President Donald Trump told U.S. airlines he would help them compete with foreign carriers that he said are subsidized by their governments, a crucial signal of White House support for a long-running industry campaign that began in 2015.
“You’ve got a lot of competition,” Trump said at a White House meeting Thursday with the nation’s largest airlines, air freight companies and airports. “A lot of that competition is subsidized by governments, big league.”
Active involvement by Trump would answer two years of prodding by Delta Air Lines Inc., United Continental Holdings Inc. and American Airlines Group Inc. to act on claims that $50 billion in government support have enabled three Persian Gulf carriers to compete unfairly. The airlines asked last week to meet with Secretary of State Rex Tillerson to discuss their allegations against Emirates, Etihad Airways PJSC and Qatar Airways Ltd.
Representatives for the Persian Gulf carriers didn’t immediately respond to requests for comment. The airlines have disputed the claims of their U.S. rivals.
A Bloomberg U.S. airlines index rose 2.7 percent at 11:45 a.m. in New York, the biggest intraday gain in two weeks.
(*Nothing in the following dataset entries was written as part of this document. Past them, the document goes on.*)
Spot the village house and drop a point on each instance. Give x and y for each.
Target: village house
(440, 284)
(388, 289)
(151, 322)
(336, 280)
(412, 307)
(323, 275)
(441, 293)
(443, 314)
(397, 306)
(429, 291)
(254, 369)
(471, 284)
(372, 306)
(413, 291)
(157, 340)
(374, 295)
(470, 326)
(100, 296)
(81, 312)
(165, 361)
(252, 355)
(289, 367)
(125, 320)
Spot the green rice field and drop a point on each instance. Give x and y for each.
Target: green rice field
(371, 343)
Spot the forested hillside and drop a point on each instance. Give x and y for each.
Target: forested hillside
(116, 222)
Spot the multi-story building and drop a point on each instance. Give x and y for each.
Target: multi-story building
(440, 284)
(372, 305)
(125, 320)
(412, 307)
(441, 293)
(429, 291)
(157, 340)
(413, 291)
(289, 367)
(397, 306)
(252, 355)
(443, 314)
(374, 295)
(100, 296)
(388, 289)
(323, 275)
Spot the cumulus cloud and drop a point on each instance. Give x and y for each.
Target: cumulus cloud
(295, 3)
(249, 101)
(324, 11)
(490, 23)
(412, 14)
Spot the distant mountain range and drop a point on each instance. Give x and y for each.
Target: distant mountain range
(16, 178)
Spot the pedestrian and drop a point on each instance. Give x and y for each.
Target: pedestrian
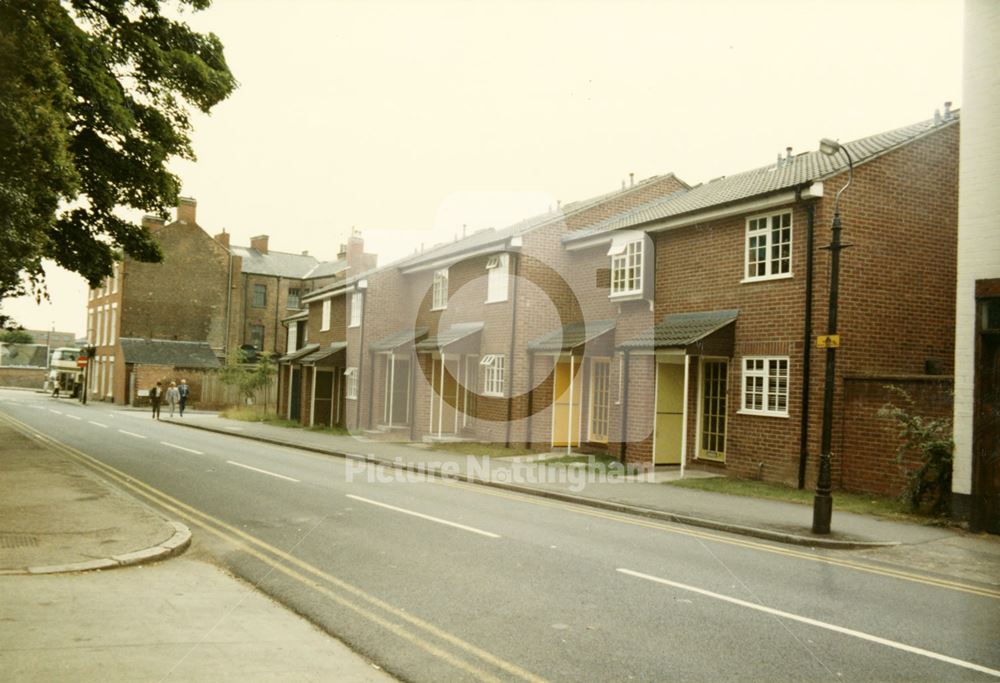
(155, 395)
(173, 397)
(183, 389)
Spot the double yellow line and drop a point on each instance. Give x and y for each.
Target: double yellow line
(470, 658)
(718, 538)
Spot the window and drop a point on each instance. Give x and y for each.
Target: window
(765, 385)
(626, 266)
(493, 382)
(257, 336)
(440, 294)
(769, 246)
(324, 323)
(259, 296)
(357, 305)
(497, 268)
(352, 382)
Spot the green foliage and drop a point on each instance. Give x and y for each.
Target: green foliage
(94, 101)
(928, 441)
(16, 337)
(248, 378)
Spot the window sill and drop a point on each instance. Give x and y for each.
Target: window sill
(767, 278)
(761, 413)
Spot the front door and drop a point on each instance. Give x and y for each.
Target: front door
(566, 408)
(714, 385)
(669, 414)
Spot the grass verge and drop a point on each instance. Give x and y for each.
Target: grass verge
(848, 502)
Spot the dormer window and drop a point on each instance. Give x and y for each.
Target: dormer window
(439, 297)
(497, 278)
(769, 247)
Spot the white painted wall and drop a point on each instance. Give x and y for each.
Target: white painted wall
(978, 209)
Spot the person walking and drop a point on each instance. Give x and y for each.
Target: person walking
(183, 390)
(155, 396)
(173, 397)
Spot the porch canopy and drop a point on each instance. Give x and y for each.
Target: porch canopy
(459, 338)
(296, 356)
(325, 355)
(398, 339)
(571, 336)
(703, 333)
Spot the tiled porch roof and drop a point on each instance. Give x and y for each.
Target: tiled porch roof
(572, 335)
(680, 330)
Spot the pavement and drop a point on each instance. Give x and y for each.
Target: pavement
(158, 615)
(950, 550)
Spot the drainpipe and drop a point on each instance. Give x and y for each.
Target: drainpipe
(625, 407)
(806, 347)
(513, 334)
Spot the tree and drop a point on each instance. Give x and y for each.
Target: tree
(16, 337)
(95, 97)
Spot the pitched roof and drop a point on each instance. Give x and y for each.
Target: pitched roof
(679, 330)
(572, 335)
(283, 264)
(179, 354)
(801, 169)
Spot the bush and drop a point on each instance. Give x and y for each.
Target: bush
(929, 442)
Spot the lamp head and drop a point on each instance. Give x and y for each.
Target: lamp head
(828, 146)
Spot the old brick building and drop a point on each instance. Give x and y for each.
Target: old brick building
(205, 290)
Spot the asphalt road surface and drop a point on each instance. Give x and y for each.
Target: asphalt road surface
(440, 581)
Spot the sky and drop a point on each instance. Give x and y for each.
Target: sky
(407, 120)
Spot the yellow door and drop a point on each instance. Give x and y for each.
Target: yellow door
(669, 413)
(566, 407)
Trump made his comments as part of a wide-ranging discussion in which he also called for improvements to airports, roads and rails. He didn’t say what steps he might consider. He said he’d seek to help domestic carriers while also encouraging foreign airlines and the “big investments” they make in the U.S.
The Obama administration said it would hold discussions with Qatar and the United Arab Emirates last year but never took formal action. The airlines want the U.S. to convene talks on whether the subsidies violate international agreements governing air travel. Some companies at the Thursday meeting, including JetBlue Airways Corp. and FedEx Corp., oppose such talks.
Trump also said much of the nation’s transportation infrastructure needed significant improvements.
“We have an obsolete plane system, we have obsolete trains, we have obsolete airports, we have bad roads,” he said. “And we’re going to change all that.”
He also called the air-traffic control system “outdated.” Southwest Airlines Co. Chief Executive Officer Gary Kelly called for the government to get out of the system, a position supported by most major airlines except Delta. The conversation with Trump was focused on infrastructure investment, regulation and taxes, Kelly told Bloomberg Television.
“You people are regulated probably as much as anybody,” Trump said. “We’re going to be announcing something I would say over the two or three weeks that will be phenomenal in terms of tax and developing our aviation infrastructure.”
The president’s Jan. 27 order barring U.S. entry for refugees and visitors from seven predominantly Muslim countries didn’t come up in the meeting, Kelly said. A federal appeals court is considering whether to reinstate the ban, which was temporarily blocked by a federal judge on Feb. 3.